At One Day In July, our approach to environmental investing is grounded in the fiduciary obligation that we have to our clients and in the desire to provide solutions that are targeted and truly impactful.
As a fiduciary, our obligation is to always put the interests of our investors first. We believe that it is not only possible, but imperative, that we meet our environmental investing goals without sacrificing the core investment and fiduciary tenets that define our firm. These include:
Based on extensive research, we do not believe that active management will consistently beat an indexing approach over time. Our strategies utilize a variety of exchange-traded funds (ETFs), each of which seeks to passively track the performance of a particular market index.
Standard broad market indexes like the S&P 500 contain a material allocation to companies that may be considered less environmentally friendly, including traditional energy companies and utilities, among others. However, it is now possible and relatively easy to invest using indexes that reduce or eliminate these exposures.
The ETFs we utilize provide access to thousands of different stocks across a variety of industries, company sizes, and geographies. This reduces risk concentrations, preventing any single company from having an outsized impact on the portfolio’s returns.
Environmental investing should not mean high-cost investing. Our advisory fee schedule is the same for environmental investing portfolios as it is for all of our other portfolios. Further, in deciding which ETFs to utilize for these strategies, we have designed screens to exclude higher cost funds. As a result, the weighted average expense ratio for the combined ETF portfolio is typically between 0.1% and 0.2%.

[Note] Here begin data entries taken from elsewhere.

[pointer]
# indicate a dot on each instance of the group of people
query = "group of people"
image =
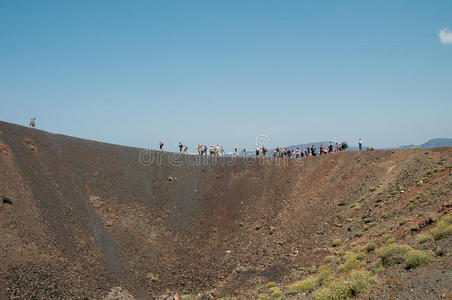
(212, 150)
(312, 151)
(261, 151)
(33, 122)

We seek to utilize ETFs that are relatively easy to trade when necessary, even during times of market stress. Smaller ETFs with a limited investor base may be difficult or costly to trade when market conditions deteriorate. For this reason, we emphasize ETFs that have scale in their asset size and a high level of average daily trading volume.
As with all One Day In July portfolios, our environmental investing portfolios emphasize high quality government and corporate securities for the bond component. In doing so, we seek to provide an element of stability to help limit downside risk during significant stock market sell-offs.
Values-based investing is ultimately about making an impact. We believe there are key elements in any firm’s investment approach that help to determine how large that impact will be. With that in mind, we have designed our process to address the elements we think can be leveraged to generate the greatest impact.
Many ESG (Environmental, Social and Governance) investment strategies attempt to be all things to all people. We believe that the large number of different ESG metrics, ratings methodologies, and weighting schemes currently used by advisors and fund managers is as likely to cause confusion as it is to help investors make informed decisions.
Attempting to solve for so many criteria at once may instead lead to mediocrity across all of them. For that reason, we have chosen to focus our efforts solely on environmental investing, and in particular the criteria related to climate change.
Even within the environmental investing category, the number of available metrics and criteria can lead to paralysis in decision making. We have narrowed our target metrics to the two we believe are closest to the core of the climate change issue: fossil fuel reserves and carbon intensity (a measure of CO2 emissions).
More than ever, investors are seeking to align their portfolios with their values. Our more focused approach to environmental investing is designed to accomplish this for investors who harbor significant concerns about climate change.
In addition to providing strong long-term investment results, a critical goal of any environmental investing portfolio is to advance the achievement of a desired environmental outcome. Our approach connects our investors to a growing wave of capital that is being directed away from environmentally damaging industries. When applied in the proper size, investor and consumer pressure has led to positive societal change in the past, and we believe that is possible here.